Offenders Will Face A Maximum Fine of $250,000
Individuals with a high culpability level who fail to report terrorism financing offences could potentially face a maximum fine of $250,000, under the increased enforcement powers which were passed in a new legislation. This is a significant increase from the current $50,000. The maximum jail term for these crimes however, remains at 5-years imprisonment. Individuals with a lower level of culpability will be faced with a maximum fine of $250,000 for failure to report suspicious transactions related to criminal conduct or drug dealing. This is an increase from the current $20,000.

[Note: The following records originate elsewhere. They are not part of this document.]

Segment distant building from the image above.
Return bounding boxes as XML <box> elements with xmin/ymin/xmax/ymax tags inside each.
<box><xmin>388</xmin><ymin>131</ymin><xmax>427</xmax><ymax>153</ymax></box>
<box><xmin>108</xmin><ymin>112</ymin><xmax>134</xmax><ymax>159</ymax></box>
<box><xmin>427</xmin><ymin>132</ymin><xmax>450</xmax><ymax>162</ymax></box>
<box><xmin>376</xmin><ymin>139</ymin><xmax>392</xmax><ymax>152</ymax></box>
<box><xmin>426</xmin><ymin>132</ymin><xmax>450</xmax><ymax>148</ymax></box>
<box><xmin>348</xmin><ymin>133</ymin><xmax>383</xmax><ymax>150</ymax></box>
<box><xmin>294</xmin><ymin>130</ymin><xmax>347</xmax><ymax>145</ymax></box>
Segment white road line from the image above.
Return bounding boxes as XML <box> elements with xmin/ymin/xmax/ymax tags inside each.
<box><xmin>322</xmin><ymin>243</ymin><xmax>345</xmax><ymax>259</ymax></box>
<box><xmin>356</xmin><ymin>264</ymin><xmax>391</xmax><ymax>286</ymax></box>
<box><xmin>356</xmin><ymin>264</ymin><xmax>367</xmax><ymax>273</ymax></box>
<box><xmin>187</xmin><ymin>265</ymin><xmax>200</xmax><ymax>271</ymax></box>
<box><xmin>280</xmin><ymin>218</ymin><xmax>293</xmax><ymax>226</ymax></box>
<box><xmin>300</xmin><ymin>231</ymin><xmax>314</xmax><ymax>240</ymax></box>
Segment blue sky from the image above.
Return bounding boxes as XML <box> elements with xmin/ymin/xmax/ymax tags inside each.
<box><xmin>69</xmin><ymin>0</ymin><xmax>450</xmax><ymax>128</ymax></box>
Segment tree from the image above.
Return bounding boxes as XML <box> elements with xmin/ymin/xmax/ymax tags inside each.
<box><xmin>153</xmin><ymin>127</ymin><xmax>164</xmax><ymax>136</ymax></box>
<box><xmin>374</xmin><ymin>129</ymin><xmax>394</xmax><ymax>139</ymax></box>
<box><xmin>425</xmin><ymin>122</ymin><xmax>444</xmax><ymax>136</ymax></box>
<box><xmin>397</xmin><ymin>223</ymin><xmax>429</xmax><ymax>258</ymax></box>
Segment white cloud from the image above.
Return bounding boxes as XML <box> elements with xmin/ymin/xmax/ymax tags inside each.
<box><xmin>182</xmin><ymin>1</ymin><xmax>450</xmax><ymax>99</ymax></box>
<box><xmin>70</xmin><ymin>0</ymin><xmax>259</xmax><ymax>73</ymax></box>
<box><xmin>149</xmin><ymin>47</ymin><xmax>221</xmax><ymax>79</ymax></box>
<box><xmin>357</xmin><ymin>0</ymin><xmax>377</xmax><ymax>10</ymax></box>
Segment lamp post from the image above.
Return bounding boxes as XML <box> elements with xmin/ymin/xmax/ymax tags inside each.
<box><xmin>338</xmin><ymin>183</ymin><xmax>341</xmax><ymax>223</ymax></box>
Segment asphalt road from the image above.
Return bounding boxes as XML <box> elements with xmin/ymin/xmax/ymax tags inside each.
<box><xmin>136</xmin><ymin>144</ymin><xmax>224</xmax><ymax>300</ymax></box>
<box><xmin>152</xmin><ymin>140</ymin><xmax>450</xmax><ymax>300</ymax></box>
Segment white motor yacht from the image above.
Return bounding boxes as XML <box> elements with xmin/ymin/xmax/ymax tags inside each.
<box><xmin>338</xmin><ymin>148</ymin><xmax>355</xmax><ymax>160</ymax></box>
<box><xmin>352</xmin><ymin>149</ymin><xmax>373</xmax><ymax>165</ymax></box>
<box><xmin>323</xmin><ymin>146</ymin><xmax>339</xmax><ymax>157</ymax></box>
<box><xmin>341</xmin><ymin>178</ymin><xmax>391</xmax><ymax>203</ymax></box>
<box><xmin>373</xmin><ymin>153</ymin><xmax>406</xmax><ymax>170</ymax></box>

Corporations on the other hand, will be facing much larger fine amounts, with the maximum being $1 million or twice the value of the property or services related to terrorism financing. This latter’s amount could be even higher, and corporations will be facing this penalty because of the higher level of culpability due to their professional obligations. This is yet another significant increase from the current fine of $250,000.
These changes made to the current CDSA will allow Singapore to exchange financial intelligence with a much bigger network of financial intelligence units. This includes units from overseas jurisdictions, which will enable Singapore to effectively take money mules to task. Singapore is an international financial hub, which makes it a potential target for illicit funds. There are serious risks involved if terrorism and money laundering activities are not properly addressed. The proposed changes are set to strengthen the current frameworks and combat these criminal activities in a more effective manner.